I wish I knew how to sew better...actually I take that back. I wish I had more time to do all that I want artistically. I am not complaining keep in mind because really I spend a few hours a day doing what I want in the art department of my house-but to be really trained in it would be amazing.

I need more cute lounging mom clothes. I have this skin tight pair of capri grey leggins-which do not look so bad I must admit...but I really think I have worn them for about 5 days now:( I love clothes-but feel like I never want to waste a cute outfit on just sitting around the house with Isabelle. That is why I need cute loungy clothes that make me look cute even if it is just little Belle and me.

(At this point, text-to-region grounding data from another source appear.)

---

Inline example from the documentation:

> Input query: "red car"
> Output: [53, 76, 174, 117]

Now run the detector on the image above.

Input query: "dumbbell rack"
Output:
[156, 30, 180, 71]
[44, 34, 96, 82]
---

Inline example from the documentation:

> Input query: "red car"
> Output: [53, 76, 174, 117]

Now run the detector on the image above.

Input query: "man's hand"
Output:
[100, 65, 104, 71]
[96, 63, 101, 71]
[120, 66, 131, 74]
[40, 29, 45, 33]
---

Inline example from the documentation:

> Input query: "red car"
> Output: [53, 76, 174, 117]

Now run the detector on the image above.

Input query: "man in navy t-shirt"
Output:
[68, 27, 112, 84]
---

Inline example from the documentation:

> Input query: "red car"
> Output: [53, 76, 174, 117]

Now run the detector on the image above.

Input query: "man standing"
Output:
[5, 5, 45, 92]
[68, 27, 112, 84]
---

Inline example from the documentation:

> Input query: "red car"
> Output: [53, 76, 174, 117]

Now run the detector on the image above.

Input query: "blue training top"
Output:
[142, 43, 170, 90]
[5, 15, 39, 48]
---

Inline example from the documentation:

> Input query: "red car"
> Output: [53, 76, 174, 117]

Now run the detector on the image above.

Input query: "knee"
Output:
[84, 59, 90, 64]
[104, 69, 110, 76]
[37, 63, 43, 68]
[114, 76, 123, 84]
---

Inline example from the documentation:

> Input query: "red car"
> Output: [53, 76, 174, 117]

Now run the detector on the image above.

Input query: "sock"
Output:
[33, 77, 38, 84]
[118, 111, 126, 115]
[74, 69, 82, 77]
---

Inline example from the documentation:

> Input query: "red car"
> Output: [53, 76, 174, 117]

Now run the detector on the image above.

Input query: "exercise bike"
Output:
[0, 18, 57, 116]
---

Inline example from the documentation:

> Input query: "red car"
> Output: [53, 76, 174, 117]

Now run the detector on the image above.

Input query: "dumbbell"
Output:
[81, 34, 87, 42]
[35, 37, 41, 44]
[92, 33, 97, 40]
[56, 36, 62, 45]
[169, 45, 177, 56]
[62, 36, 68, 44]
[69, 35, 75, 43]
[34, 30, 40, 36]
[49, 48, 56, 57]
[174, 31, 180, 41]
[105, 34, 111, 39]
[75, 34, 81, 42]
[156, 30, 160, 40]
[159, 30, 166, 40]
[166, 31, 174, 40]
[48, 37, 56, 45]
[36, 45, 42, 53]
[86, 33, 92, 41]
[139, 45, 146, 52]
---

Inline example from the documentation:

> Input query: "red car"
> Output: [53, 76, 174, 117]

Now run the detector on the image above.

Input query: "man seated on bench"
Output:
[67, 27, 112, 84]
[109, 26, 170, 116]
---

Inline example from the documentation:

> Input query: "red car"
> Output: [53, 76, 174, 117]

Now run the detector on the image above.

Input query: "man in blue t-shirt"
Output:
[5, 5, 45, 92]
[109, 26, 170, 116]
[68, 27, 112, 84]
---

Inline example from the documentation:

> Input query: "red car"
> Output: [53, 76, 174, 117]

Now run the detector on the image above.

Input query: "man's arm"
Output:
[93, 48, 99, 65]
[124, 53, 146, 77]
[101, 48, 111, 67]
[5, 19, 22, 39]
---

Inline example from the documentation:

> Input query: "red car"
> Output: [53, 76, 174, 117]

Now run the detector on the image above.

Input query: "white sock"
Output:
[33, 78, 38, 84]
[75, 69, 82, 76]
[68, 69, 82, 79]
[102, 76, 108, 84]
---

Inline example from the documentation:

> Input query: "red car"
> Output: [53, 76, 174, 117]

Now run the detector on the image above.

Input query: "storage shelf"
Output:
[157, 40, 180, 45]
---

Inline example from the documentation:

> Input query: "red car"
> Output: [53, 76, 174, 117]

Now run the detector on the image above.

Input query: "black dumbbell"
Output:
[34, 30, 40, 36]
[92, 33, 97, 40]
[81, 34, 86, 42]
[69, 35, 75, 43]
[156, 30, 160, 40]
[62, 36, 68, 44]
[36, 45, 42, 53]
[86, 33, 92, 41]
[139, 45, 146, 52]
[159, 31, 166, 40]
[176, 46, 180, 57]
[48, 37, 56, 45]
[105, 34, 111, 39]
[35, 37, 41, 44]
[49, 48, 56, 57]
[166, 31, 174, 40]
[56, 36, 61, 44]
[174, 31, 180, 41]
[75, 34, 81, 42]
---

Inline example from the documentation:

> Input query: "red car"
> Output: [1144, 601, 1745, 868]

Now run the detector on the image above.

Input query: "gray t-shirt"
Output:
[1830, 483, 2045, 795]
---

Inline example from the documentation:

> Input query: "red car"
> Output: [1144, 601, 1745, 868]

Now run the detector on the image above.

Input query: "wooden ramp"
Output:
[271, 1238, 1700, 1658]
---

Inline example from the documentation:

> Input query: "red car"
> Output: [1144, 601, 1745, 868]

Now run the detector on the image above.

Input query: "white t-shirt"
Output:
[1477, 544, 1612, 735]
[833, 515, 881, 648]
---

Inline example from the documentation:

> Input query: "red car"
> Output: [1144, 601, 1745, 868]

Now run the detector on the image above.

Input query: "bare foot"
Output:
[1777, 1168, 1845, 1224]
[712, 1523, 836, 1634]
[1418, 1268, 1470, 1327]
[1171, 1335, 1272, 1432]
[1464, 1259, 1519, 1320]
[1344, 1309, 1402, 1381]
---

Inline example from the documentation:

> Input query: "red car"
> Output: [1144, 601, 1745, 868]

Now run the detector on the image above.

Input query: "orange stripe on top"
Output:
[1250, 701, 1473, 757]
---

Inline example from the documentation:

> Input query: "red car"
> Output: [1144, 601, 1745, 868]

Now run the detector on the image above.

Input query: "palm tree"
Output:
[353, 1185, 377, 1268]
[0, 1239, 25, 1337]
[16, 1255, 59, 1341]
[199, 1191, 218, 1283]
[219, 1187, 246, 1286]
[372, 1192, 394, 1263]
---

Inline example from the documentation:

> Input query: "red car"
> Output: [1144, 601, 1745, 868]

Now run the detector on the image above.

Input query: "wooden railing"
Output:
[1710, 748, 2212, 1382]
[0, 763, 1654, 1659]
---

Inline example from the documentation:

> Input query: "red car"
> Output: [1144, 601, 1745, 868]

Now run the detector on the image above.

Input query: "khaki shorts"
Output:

I am thrilled with progress...I am now 5 pounds away from what I weight before I had Isabelle. Not bad for a girl that gained 69 pounds while pregnant:) No shame...everyone has a baby differently and DON'T YOU FORGET IT LADIES!!! and gentlemen for that matter. But if feels good to be in my old body again. It just was getting too foreign to feel like it was not my body anymore. I think the running has helped even mentally to feel like myself. I do not know how people that have accidents or are going through recovery and cannot physically do what they use to survive. It was interesting to discover just how much of what we are able to do physically defines who we see ourselves as. I do not mean entirely that is where my identity comes from-but I mean before I had Isa I could run a good amount (a ran a mini-marathan ya know) and then afterwards it was like murder to try to get it all moving. So I feel alive and refreshed when I can let my body do what it is use to being able to do. With all that said I am finished with this blog....but thanks to my readers-you know I love you all...and I love comments!!
High Point:Going out to Egg Harbor with Nate and Isabelle this morning...the coffee was especially delicious because I had deprived myself until then:)
Low Point: Molly-Grace's addresses she wanted done...not the most fun or efficient project

3 comments:

Catie said...

WAY TO GO ABS FOR LOSING MOST OF YOUR "BABY WEIGHT"!!!! That is awesome! I am trying to lose some of my "no, I didn't have a baby just gained a few pounds weight" and it is hard work. But i hear you on the runnig thing - i have a new love for running too.

Anonymous said...

Hey! I love reading your blog...it makes me happy and reminds me of Taylor. You are an inspiration in the running/lose weight department! I haven't even had a child and i need to go exercise and loose weight (I guess it's somewhere around 22 that you can no longer eat anything you want and sit around and still fit in little clothes!)...have a wonderful day!

Blomgrens said...

I love the way you write about your life! I feel you on the lounging clothes... I want to feel cute but don't want to "waste" an outfit on being home! Also, we have an Egg Harbor near our new house and I've never been... maybe we'll have to stop by there!? Love you. P.S. Congrats on losing the weight!